Most proceeds—estimated at $1.2 million—were sold on BNB Chain, impacting around 64,000 holders there alone. Initial reports inflated losses to $8.8 million, but confirmed figures settled at $1.2–1.7 million after on-chain analysis.

The core protocol, user wallets, and Seedify’s website remained unaffected, as the breach was isolated to the bridge’s minting permissions. The exploit triggered a massive panic sell-off, with SFUND’s price plummeting from around $0.42–0.65 to as low as $0.04–0.05 within minutes—a drop of up to 99%.

It has since partially recovered to approximately $0.24–0.28, but remains down 35–60% in the last 24 hours, 50% monthly, and 80% year-to-date.
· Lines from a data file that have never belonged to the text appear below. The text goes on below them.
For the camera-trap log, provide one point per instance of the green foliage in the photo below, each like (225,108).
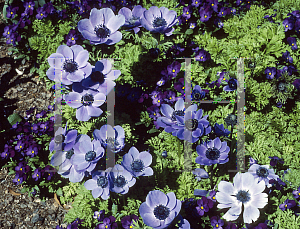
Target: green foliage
(287,219)
(84,207)
(132,207)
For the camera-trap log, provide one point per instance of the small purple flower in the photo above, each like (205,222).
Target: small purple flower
(231,85)
(287,204)
(204,205)
(102,26)
(132,18)
(120,179)
(48,172)
(32,150)
(114,140)
(160,209)
(159,20)
(99,215)
(202,55)
(286,56)
(200,173)
(41,13)
(170,96)
(288,24)
(11,11)
(292,42)
(205,14)
(198,94)
(252,161)
(102,77)
(296,193)
(296,84)
(193,25)
(19,178)
(99,185)
(173,69)
(87,103)
(137,163)
(219,130)
(216,222)
(274,161)
(262,172)
(179,86)
(271,72)
(129,221)
(218,22)
(213,152)
(64,140)
(86,155)
(37,174)
(153,112)
(71,37)
(187,12)
(108,223)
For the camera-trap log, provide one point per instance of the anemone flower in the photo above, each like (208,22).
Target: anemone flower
(245,191)
(102,26)
(159,20)
(70,64)
(160,209)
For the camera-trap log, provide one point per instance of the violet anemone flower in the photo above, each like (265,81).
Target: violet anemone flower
(137,163)
(87,103)
(160,209)
(271,72)
(86,155)
(159,20)
(192,126)
(99,185)
(132,18)
(213,152)
(262,172)
(246,191)
(169,113)
(101,78)
(65,138)
(70,64)
(102,26)
(120,179)
(114,140)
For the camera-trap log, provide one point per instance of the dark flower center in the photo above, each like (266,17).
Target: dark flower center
(243,196)
(112,142)
(132,20)
(98,77)
(120,181)
(232,84)
(59,138)
(161,212)
(87,99)
(137,166)
(89,156)
(70,153)
(179,113)
(281,87)
(212,153)
(197,95)
(102,181)
(70,66)
(262,172)
(191,124)
(158,22)
(102,31)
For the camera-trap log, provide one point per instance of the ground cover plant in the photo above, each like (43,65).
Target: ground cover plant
(175,163)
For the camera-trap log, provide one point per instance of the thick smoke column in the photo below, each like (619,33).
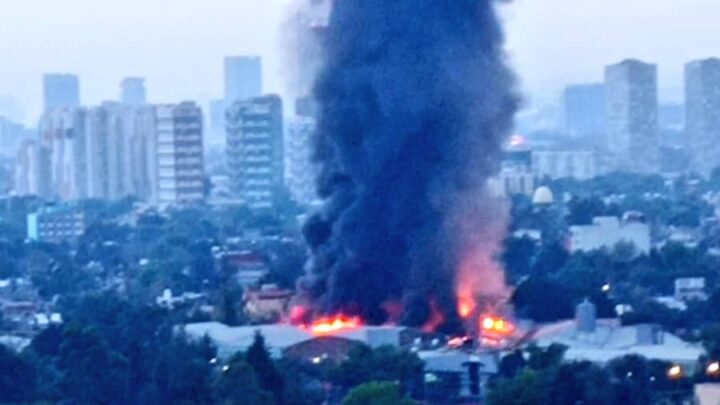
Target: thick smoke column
(415,102)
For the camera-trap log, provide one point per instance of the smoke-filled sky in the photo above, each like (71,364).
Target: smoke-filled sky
(179,44)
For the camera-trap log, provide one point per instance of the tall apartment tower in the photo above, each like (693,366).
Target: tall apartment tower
(255,150)
(27,170)
(702,103)
(62,141)
(132,91)
(180,165)
(60,90)
(243,78)
(585,110)
(632,116)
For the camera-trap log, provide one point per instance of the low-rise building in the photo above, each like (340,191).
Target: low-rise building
(602,340)
(286,339)
(267,303)
(690,289)
(556,164)
(607,233)
(56,223)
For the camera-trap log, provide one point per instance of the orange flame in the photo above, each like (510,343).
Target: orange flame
(337,323)
(466,305)
(436,318)
(496,326)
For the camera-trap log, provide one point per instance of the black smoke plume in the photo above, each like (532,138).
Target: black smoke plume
(415,103)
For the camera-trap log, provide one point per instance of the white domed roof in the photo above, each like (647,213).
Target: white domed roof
(543,196)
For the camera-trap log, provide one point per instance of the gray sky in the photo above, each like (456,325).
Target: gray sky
(179,45)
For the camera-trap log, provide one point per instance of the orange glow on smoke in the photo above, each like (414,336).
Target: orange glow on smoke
(496,326)
(297,315)
(328,325)
(436,318)
(466,305)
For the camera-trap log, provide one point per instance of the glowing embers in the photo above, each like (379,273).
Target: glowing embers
(496,326)
(333,324)
(466,305)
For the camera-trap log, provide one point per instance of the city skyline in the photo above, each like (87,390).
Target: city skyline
(39,39)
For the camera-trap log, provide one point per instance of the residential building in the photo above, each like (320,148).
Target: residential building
(180,160)
(691,289)
(62,139)
(27,170)
(602,340)
(516,176)
(255,150)
(132,91)
(12,135)
(632,116)
(96,147)
(216,122)
(56,223)
(60,90)
(243,78)
(702,101)
(301,172)
(585,110)
(607,233)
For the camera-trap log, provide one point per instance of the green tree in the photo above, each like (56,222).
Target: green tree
(267,374)
(386,363)
(528,388)
(236,384)
(581,383)
(377,393)
(711,340)
(17,378)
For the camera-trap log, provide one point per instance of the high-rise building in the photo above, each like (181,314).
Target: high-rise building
(27,170)
(300,171)
(179,134)
(60,90)
(144,156)
(255,150)
(243,78)
(132,91)
(96,145)
(585,110)
(113,151)
(62,139)
(632,116)
(702,101)
(216,122)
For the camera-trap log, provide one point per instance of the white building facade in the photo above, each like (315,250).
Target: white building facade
(255,151)
(607,233)
(632,116)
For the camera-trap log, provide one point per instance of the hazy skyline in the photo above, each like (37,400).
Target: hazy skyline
(179,46)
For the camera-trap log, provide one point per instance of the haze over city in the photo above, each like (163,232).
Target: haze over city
(360,202)
(179,49)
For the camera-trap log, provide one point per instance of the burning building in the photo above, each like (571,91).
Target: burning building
(415,101)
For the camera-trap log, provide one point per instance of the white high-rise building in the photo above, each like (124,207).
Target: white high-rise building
(300,172)
(179,134)
(702,103)
(153,153)
(132,91)
(243,78)
(255,151)
(27,170)
(62,140)
(96,147)
(632,116)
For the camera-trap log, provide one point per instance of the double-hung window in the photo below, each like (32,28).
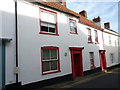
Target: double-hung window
(48,21)
(112,57)
(92,60)
(73,26)
(50,60)
(89,36)
(96,36)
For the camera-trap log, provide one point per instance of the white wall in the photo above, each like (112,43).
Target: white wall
(8,30)
(30,42)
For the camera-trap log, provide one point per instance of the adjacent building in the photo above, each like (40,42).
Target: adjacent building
(44,41)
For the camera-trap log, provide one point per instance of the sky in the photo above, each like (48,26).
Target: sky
(107,10)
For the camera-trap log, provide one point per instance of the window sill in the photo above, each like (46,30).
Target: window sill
(96,42)
(45,73)
(90,42)
(73,33)
(49,33)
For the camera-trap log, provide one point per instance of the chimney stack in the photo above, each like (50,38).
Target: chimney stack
(83,13)
(107,25)
(96,20)
(62,2)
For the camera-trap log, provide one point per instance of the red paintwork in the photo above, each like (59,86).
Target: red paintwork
(96,42)
(76,57)
(102,60)
(90,36)
(51,47)
(76,26)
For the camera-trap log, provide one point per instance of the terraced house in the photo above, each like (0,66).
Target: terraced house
(44,42)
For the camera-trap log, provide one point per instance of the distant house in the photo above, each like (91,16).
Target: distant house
(45,42)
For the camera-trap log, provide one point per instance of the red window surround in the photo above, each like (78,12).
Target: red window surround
(41,9)
(90,41)
(75,26)
(96,37)
(50,72)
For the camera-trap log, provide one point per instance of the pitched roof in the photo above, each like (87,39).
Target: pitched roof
(62,8)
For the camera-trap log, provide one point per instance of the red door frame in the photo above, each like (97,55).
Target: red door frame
(75,50)
(102,60)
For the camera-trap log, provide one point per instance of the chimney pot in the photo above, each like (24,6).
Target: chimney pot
(83,13)
(107,25)
(98,19)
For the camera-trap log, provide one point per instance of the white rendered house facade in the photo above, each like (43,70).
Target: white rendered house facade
(49,42)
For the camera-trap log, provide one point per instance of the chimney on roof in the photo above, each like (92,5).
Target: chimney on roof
(83,13)
(96,20)
(107,25)
(62,2)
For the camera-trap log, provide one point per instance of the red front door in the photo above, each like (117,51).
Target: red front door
(102,60)
(76,57)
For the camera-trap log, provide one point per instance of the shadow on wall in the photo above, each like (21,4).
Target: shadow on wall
(0,64)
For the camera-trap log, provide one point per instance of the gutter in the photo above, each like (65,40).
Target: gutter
(55,9)
(16,32)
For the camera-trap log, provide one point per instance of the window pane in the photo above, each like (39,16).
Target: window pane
(89,38)
(52,28)
(46,54)
(51,18)
(44,27)
(89,32)
(91,55)
(54,65)
(72,23)
(53,53)
(44,16)
(46,66)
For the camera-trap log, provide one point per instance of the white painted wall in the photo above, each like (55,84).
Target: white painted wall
(8,30)
(111,48)
(30,42)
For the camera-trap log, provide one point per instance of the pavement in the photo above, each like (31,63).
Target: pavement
(80,82)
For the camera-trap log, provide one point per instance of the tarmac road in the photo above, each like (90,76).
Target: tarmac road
(110,80)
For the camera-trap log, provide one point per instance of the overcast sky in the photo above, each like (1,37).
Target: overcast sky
(108,11)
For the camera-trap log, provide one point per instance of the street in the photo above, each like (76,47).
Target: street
(110,80)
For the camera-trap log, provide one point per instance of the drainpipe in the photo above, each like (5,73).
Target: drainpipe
(16,32)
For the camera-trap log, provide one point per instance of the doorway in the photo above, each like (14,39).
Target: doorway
(3,65)
(102,60)
(76,58)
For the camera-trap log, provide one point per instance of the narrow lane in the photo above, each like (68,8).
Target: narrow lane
(111,80)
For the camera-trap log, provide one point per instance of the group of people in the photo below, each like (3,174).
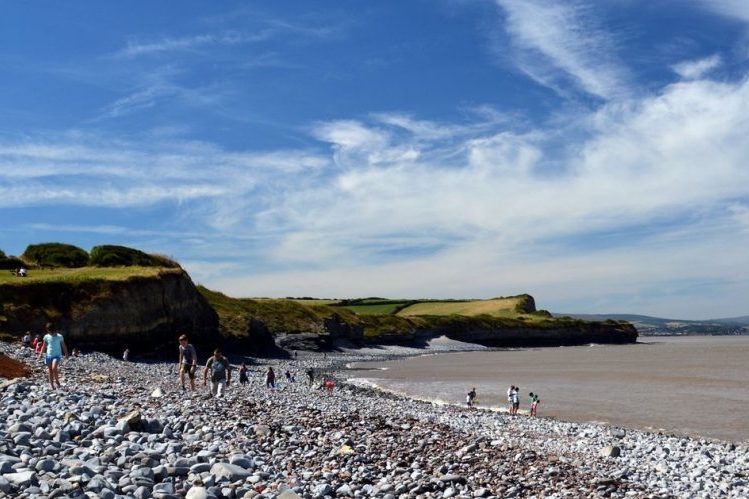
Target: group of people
(20,272)
(219,369)
(52,346)
(513,399)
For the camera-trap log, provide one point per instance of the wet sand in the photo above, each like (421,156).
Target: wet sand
(684,385)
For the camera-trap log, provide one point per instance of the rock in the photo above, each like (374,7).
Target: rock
(452,478)
(230,471)
(343,490)
(22,478)
(45,465)
(133,420)
(200,468)
(262,430)
(241,461)
(197,492)
(610,451)
(5,486)
(322,490)
(618,432)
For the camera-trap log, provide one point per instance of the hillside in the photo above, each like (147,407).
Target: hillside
(145,308)
(108,309)
(648,325)
(306,323)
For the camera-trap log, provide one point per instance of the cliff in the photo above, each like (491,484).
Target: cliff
(146,309)
(297,326)
(142,312)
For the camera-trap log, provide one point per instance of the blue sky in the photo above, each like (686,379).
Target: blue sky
(592,154)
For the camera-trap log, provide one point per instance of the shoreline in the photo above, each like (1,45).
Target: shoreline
(297,441)
(398,354)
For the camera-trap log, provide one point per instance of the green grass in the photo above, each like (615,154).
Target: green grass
(497,307)
(315,301)
(376,308)
(82,274)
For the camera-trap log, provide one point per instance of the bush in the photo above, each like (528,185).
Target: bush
(10,262)
(55,255)
(122,256)
(164,261)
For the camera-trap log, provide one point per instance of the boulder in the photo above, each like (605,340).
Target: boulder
(232,472)
(611,451)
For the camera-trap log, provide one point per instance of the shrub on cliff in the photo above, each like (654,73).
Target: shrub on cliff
(10,262)
(122,256)
(55,255)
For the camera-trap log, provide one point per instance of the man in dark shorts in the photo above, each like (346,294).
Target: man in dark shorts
(188,362)
(220,370)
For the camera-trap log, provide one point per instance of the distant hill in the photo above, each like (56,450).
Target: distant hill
(648,325)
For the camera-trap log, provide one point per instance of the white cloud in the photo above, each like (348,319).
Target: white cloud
(652,184)
(736,9)
(137,48)
(555,40)
(691,70)
(642,197)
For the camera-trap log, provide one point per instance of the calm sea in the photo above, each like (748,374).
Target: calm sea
(696,385)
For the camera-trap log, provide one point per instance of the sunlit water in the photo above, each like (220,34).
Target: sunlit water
(684,385)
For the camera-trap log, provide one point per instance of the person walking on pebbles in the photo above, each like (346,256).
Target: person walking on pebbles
(188,362)
(243,377)
(534,403)
(270,378)
(515,400)
(55,349)
(470,397)
(220,370)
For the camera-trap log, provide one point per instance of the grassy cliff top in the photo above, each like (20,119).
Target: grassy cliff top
(82,274)
(498,307)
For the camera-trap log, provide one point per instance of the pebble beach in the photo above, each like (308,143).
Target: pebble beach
(126,429)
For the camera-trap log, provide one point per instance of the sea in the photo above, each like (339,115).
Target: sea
(687,385)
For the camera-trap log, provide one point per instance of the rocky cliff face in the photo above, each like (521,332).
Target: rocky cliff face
(143,313)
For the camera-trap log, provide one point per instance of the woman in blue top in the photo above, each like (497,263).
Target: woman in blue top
(55,347)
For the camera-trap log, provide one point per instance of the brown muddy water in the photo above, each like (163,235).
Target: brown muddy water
(697,385)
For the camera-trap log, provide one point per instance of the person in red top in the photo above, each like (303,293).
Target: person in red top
(38,344)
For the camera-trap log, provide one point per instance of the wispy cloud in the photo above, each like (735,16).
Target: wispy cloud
(697,68)
(554,41)
(137,48)
(736,9)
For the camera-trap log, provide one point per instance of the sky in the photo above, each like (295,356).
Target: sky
(594,154)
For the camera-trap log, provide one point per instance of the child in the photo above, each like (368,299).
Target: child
(534,402)
(470,397)
(56,348)
(243,378)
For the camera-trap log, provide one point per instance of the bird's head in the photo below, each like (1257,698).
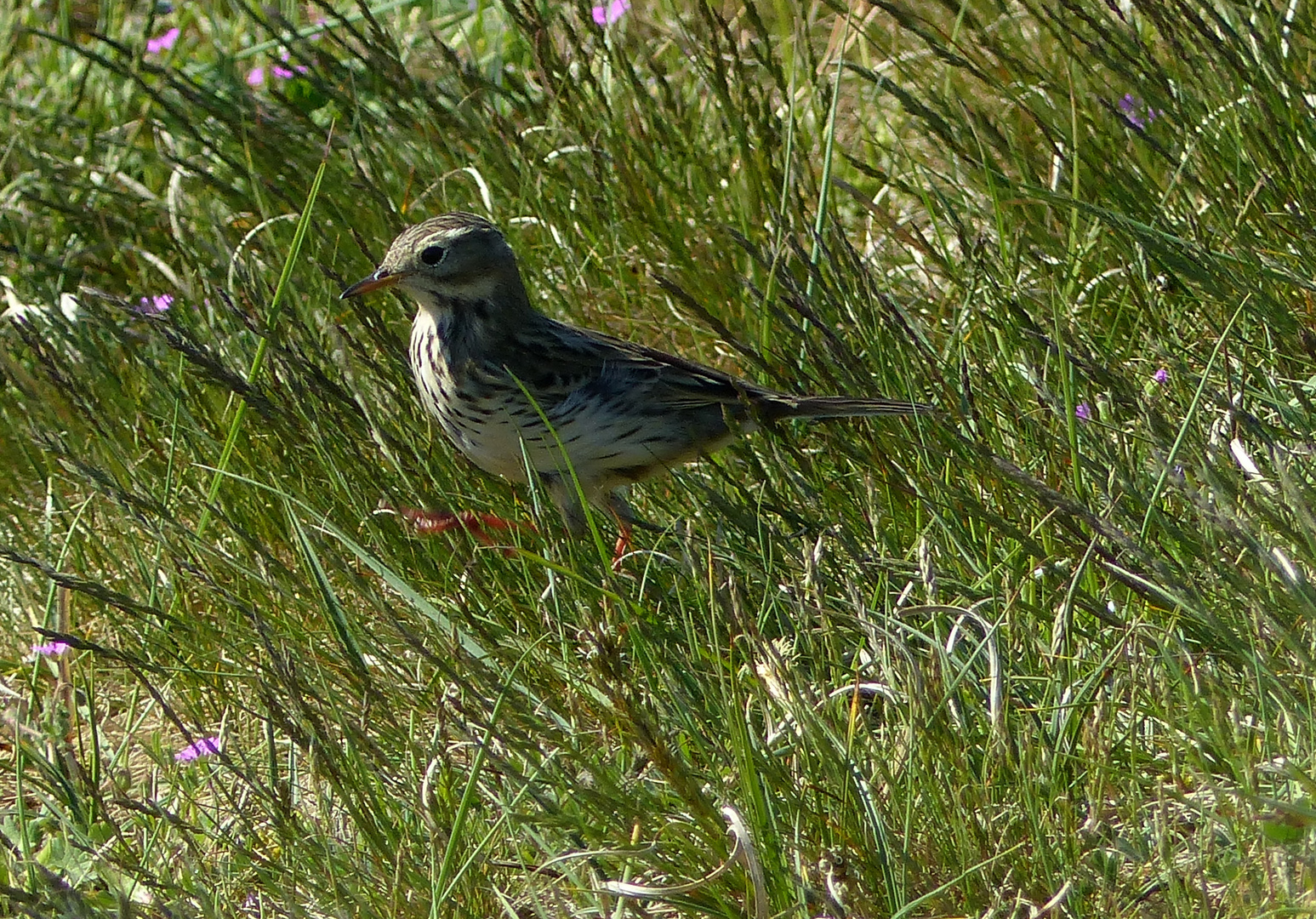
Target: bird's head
(449,260)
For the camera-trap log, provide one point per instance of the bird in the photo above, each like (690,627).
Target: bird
(522,394)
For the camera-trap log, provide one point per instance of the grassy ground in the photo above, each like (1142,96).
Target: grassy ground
(1046,652)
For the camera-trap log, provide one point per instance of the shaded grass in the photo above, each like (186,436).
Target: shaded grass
(941,666)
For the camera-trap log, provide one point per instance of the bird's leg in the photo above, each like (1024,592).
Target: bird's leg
(430,523)
(625,517)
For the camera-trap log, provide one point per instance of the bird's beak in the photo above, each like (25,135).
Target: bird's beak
(379,281)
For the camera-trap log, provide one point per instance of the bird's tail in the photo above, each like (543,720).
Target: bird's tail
(822,407)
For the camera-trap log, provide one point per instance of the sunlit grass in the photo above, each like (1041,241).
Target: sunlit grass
(1048,647)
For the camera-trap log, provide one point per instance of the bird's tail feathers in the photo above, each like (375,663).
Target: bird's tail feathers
(824,407)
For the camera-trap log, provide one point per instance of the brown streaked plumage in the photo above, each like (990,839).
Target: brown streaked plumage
(514,389)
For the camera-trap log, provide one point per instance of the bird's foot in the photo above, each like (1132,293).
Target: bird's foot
(479,526)
(623,546)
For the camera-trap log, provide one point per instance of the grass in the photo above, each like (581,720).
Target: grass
(1045,652)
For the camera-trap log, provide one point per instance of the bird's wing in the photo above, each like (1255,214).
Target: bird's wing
(674,382)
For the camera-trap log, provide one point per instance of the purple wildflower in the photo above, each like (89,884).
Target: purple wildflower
(195,751)
(1133,111)
(611,14)
(154,305)
(163,43)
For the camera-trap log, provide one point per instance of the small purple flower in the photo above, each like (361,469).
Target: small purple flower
(163,43)
(154,305)
(611,14)
(195,751)
(1135,113)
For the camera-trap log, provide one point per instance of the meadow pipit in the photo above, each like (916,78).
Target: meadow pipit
(516,390)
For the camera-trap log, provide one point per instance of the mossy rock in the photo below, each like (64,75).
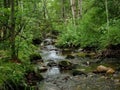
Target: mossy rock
(70,56)
(81,54)
(36,41)
(35,58)
(78,72)
(65,65)
(33,77)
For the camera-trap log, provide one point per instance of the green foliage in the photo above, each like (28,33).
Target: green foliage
(91,29)
(12,74)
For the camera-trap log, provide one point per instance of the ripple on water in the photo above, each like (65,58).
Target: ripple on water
(53,71)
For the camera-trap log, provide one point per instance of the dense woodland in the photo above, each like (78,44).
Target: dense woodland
(90,25)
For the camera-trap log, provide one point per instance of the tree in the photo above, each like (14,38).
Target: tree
(12,32)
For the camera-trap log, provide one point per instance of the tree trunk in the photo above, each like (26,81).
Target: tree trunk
(63,9)
(13,50)
(79,8)
(107,18)
(73,8)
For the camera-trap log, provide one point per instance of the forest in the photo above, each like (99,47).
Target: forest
(59,45)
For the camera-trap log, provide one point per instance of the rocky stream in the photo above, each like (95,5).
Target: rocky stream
(56,78)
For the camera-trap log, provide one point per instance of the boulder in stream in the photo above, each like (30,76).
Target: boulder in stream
(78,72)
(104,69)
(65,65)
(34,58)
(32,78)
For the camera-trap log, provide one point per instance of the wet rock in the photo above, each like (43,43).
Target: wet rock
(65,65)
(36,41)
(104,69)
(34,58)
(52,63)
(32,78)
(78,72)
(81,54)
(70,56)
(42,68)
(75,66)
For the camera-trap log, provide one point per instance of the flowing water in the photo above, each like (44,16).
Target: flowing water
(56,80)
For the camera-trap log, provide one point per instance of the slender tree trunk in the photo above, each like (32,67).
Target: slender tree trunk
(13,51)
(63,9)
(79,8)
(73,8)
(107,17)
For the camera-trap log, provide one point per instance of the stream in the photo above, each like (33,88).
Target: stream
(57,80)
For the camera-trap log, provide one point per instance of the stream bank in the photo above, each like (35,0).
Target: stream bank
(57,79)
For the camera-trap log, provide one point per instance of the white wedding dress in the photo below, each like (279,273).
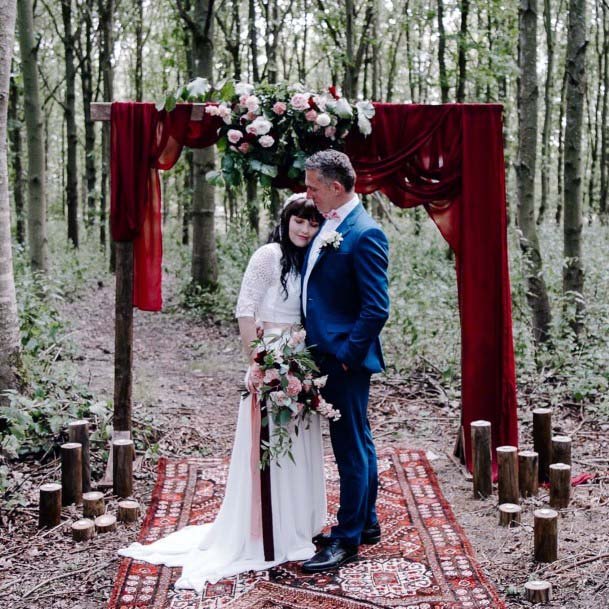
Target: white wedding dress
(232,543)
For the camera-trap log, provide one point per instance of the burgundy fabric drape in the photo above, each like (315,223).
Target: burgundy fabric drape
(448,158)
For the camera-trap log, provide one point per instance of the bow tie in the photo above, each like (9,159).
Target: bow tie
(331,215)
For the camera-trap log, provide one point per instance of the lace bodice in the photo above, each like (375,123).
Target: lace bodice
(262,296)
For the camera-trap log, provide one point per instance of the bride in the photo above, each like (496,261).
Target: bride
(270,296)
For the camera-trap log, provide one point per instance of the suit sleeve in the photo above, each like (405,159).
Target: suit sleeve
(371,261)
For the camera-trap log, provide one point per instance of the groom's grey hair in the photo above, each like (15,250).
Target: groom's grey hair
(333,165)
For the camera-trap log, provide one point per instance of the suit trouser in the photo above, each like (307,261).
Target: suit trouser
(353,449)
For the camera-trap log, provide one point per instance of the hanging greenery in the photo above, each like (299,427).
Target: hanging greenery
(270,130)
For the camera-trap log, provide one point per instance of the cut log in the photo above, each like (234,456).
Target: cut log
(546,535)
(71,473)
(128,511)
(78,431)
(481,458)
(528,479)
(509,514)
(561,449)
(507,463)
(538,591)
(105,523)
(83,529)
(122,474)
(542,441)
(93,504)
(560,485)
(49,506)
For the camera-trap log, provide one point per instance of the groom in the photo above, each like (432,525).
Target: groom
(345,304)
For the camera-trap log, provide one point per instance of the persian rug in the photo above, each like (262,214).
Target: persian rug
(423,562)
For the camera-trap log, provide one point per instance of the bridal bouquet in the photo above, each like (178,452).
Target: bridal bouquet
(288,388)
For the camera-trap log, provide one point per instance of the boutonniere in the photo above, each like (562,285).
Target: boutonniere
(331,238)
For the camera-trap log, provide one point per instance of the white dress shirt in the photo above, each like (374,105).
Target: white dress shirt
(329,225)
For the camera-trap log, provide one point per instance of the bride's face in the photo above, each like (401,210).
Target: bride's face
(302,230)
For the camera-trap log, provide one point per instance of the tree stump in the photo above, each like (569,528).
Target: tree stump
(560,485)
(482,458)
(105,523)
(507,463)
(542,441)
(71,473)
(78,431)
(561,449)
(83,529)
(528,479)
(122,466)
(546,535)
(93,504)
(49,505)
(538,591)
(509,514)
(128,511)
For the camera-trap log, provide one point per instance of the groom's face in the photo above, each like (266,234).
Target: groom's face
(325,194)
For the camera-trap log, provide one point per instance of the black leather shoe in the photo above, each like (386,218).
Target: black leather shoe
(335,555)
(370,536)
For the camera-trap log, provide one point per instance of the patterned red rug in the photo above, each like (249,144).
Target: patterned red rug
(423,562)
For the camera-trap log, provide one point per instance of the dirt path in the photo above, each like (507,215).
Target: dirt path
(186,385)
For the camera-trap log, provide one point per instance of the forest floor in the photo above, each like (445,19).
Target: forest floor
(186,382)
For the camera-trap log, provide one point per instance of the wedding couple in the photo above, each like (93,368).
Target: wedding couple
(337,288)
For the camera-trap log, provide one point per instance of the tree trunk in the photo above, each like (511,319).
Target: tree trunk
(462,59)
(37,224)
(573,272)
(106,12)
(70,118)
(442,53)
(14,125)
(204,259)
(9,323)
(525,169)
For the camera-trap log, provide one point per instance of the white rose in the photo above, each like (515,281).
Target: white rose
(323,119)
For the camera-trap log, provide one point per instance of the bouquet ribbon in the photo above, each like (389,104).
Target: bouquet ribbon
(262,513)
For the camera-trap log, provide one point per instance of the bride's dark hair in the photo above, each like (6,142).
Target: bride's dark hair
(292,256)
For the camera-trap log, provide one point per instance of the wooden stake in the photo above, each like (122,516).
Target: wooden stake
(71,473)
(507,463)
(528,480)
(128,511)
(93,504)
(542,440)
(509,514)
(560,485)
(481,458)
(78,431)
(122,475)
(49,506)
(105,523)
(561,449)
(538,591)
(83,529)
(546,535)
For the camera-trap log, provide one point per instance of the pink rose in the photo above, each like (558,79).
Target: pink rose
(300,101)
(272,374)
(294,386)
(279,108)
(330,132)
(266,141)
(234,136)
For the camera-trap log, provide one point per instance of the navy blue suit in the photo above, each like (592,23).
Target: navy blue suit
(347,306)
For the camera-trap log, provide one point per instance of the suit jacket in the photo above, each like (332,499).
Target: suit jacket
(347,294)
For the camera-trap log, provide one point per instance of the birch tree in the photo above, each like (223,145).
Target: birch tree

The crash erased roughly $40 million in market cap temporarily and affected tens of thousands of wallets.

Seedify paused all bridges, revoked compromised permissions, blacklisted attacker addresses across chains, and halted trading on CEXs to prevent further dumping.

Worked with sleuths like ZachXBT and security firms (e.g., Cyvers) for tracing. Offered bounties for fund recovery. CZ confirmed $200,000 in stolen funds frozen at HTX; other CCEXs like Binance followed suit with blacklists.

Advised against buying SFUND on affected chains until cleared; emphasized no risk to core liquidity. Seedify founder Meta Alchemist expressed devastation on X, noting the hackers “took everything we built over 4.5 years in one hack.”

The team has committed to full transparency and audits, with bridges expected to resume after fixes. This incident underscores ongoing risks in DeFi bridges, a frequent target for DPRK hackers funding state programs (e.g., weapons development, per UN reports).

It echoes past exploits like Ronin (2022), where similar tactics stole $625 million. For users: Revoke unused approvals regularly, avoid unverified bridges, and monitor for phishing. Seedify, despite the hit, has a strong track record in gaming launches and BNB ecosystem ties—recovery depends on swift restitution and regained trust.